Lembrou-se de que ele andava
sempre com uma túnica branca, apenas com um cinto vermelho, onde trazia o
alfange e dois punhais. Alamut... A lenda era antiga, Taxfin já a escutara na
boca dos que haviam visitado a Pérsia. Cinquenta anos antes, um homem sábio
tomara conta de um castelo inexpugnável, construído no topo de um monte íngreme,
onde só se chegava por uma das encostas. O Ninho da Águia, como chamavam ao
castelo de Alamut, ficava numa região montanhosa no extremo norte da Pérsia. O
homem que durante décadas ali reinara tinha por nome Hassan-Ibn-Sabbah, e
criara uma legião de seguidores islâmicos. Chamavam-lhe o Velho da Montanha, e
a sua fama sanguinária espalhara-se. Foi ele quem me treinou, revelou a Morte
com Duas Pernas.
Aos dez anos, fora retirado aos
pais e entregue em Alamut, como acontecia a muitos rapazes na região. Ali
conhecera o líder espiritual e fora educado com a leitura dos textos sagrados
do Corão. Éramos os seus filhos queridos e todos o amávamos. Hassan-Ibn-Sabbah
treinava-os não só para serem dedicados muçulmanos, mas também para se tornarem
guerreiros extraordinários, uma cavalaria espiritual para seu uso exclusivo.
Selecionava os mais hábeis e formou um pequeno grupo de leais soldados, os fedayin, que davam a vida por ele
e pelo Corão. Se nos mandasse atirar de um penhasco, assim fazíamos. Vários
morreram à minha frente, e a sua alma foi ter com as setenta virgens que por nós
esperam no céu, contou o fedayin.
Com o tempo, a seita de Alamut
tornou-se perigosa para os seus vizinhos e o califa de Bagdad decidiu destruí-la.
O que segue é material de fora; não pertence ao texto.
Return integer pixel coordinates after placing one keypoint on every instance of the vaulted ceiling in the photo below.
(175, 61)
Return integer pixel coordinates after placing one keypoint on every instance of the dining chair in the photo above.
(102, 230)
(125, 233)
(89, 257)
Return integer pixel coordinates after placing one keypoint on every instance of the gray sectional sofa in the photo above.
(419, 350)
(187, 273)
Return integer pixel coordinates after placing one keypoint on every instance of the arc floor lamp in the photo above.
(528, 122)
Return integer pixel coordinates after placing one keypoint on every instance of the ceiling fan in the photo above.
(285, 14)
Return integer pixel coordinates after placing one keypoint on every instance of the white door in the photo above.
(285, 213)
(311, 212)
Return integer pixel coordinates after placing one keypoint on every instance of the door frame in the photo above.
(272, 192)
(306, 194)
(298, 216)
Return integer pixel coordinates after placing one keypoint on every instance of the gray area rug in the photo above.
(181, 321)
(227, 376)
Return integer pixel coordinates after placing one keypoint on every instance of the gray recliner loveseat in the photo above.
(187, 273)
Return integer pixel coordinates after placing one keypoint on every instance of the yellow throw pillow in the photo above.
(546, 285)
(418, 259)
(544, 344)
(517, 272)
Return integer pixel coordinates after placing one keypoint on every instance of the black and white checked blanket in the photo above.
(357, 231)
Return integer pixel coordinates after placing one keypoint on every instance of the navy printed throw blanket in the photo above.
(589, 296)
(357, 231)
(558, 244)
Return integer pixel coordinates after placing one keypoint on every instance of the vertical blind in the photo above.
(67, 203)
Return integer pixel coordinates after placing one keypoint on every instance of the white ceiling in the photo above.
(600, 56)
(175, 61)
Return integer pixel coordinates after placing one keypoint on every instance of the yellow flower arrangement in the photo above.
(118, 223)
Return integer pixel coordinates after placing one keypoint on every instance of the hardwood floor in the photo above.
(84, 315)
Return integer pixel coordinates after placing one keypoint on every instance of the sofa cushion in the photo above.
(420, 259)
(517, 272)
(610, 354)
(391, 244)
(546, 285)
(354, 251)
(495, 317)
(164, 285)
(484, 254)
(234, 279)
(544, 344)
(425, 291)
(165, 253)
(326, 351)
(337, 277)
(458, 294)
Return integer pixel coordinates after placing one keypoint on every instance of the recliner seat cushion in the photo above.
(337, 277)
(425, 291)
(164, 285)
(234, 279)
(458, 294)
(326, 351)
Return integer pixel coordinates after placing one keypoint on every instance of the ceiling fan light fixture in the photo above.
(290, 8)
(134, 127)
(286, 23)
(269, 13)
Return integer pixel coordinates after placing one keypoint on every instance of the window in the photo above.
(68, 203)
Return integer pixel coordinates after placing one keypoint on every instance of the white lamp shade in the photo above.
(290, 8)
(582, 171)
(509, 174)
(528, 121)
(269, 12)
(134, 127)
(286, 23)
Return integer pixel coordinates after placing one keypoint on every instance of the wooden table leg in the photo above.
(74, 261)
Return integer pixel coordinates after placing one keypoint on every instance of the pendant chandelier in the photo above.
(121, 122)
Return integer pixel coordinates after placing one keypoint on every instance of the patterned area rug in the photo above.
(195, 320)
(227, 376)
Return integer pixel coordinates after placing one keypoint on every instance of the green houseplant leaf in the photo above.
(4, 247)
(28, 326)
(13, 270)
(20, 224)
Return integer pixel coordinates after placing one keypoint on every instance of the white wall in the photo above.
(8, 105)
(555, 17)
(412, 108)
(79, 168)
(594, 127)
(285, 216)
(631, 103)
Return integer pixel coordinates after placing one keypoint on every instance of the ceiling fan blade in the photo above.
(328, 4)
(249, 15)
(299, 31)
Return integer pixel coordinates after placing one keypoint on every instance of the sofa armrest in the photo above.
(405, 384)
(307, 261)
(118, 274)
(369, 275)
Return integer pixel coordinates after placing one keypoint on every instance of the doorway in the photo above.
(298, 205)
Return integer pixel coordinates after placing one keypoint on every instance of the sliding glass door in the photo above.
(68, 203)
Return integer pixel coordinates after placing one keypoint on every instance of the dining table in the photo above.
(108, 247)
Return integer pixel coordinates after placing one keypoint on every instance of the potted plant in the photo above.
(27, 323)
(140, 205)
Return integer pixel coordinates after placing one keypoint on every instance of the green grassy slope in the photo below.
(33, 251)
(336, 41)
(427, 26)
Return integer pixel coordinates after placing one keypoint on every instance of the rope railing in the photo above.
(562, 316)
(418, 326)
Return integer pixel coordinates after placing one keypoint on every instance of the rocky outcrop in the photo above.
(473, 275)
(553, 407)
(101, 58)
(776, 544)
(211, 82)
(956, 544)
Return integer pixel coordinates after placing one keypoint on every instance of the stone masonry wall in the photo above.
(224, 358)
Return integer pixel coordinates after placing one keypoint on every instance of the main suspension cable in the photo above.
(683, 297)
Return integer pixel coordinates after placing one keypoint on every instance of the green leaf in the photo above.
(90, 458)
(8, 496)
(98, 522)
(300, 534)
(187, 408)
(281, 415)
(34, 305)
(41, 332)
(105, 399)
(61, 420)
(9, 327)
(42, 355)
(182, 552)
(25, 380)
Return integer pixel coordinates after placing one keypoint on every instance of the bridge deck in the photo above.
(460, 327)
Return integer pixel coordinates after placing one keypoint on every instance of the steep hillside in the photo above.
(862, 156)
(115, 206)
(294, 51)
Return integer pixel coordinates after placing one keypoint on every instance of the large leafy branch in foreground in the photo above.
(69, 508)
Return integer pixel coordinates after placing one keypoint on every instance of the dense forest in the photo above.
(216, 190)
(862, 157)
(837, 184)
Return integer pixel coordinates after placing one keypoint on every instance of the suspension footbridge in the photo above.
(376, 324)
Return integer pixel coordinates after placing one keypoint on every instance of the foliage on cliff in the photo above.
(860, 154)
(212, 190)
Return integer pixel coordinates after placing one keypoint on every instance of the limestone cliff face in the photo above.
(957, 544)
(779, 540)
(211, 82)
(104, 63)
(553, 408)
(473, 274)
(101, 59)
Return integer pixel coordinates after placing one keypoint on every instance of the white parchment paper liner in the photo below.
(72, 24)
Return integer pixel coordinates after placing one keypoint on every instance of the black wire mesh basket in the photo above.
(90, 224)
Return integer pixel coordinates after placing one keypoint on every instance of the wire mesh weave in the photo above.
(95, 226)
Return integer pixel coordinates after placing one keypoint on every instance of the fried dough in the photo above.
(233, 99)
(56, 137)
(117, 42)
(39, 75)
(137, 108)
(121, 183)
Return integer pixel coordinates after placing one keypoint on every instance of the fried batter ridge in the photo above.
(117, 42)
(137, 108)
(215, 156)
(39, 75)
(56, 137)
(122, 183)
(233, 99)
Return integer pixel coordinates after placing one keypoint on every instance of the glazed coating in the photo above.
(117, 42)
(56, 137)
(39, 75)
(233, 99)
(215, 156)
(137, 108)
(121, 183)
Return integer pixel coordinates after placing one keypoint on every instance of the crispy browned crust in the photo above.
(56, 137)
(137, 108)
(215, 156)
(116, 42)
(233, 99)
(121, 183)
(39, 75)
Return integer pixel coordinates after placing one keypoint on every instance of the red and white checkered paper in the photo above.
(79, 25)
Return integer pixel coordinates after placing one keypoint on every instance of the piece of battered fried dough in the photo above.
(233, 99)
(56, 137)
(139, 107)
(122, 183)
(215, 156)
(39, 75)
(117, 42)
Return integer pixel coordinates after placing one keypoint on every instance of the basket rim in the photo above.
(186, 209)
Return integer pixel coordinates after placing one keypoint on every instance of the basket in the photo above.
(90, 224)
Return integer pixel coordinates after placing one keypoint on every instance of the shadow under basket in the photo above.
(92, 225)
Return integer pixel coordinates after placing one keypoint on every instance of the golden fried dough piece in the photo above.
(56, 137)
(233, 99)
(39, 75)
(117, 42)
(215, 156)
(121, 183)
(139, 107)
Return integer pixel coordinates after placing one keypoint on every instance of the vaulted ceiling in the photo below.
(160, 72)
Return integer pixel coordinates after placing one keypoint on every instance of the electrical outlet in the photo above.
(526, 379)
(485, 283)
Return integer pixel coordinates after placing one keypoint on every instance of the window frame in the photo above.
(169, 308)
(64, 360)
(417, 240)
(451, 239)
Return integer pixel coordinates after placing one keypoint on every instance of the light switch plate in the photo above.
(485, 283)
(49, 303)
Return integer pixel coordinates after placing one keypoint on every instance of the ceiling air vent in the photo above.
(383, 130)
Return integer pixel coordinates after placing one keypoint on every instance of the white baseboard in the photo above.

Porém, Hassan-Ibn-Sabbah era um génio e começou a usar tácticas até aí nunca
tentadas. O Velho da Montanha enviava fedayin
para as cortes dos inimigos, para matarem alguém, e cumprido o seu dever
matarem-se também. As pessoas começaram a chamar-lhes haschischins ou assassins, pois eram certeiros e
letais. Quem Hassan-Ibn-Sabbath declarasse que devia morrer era morto por um
seu leal servidor. Depois, o assassin
matava-se, para não ser preso.
Taxfin mantinha-se em silêncio. A
Morte com Duas Pernas nunca deixara ninguém com vida, degolava todos os seus opositores.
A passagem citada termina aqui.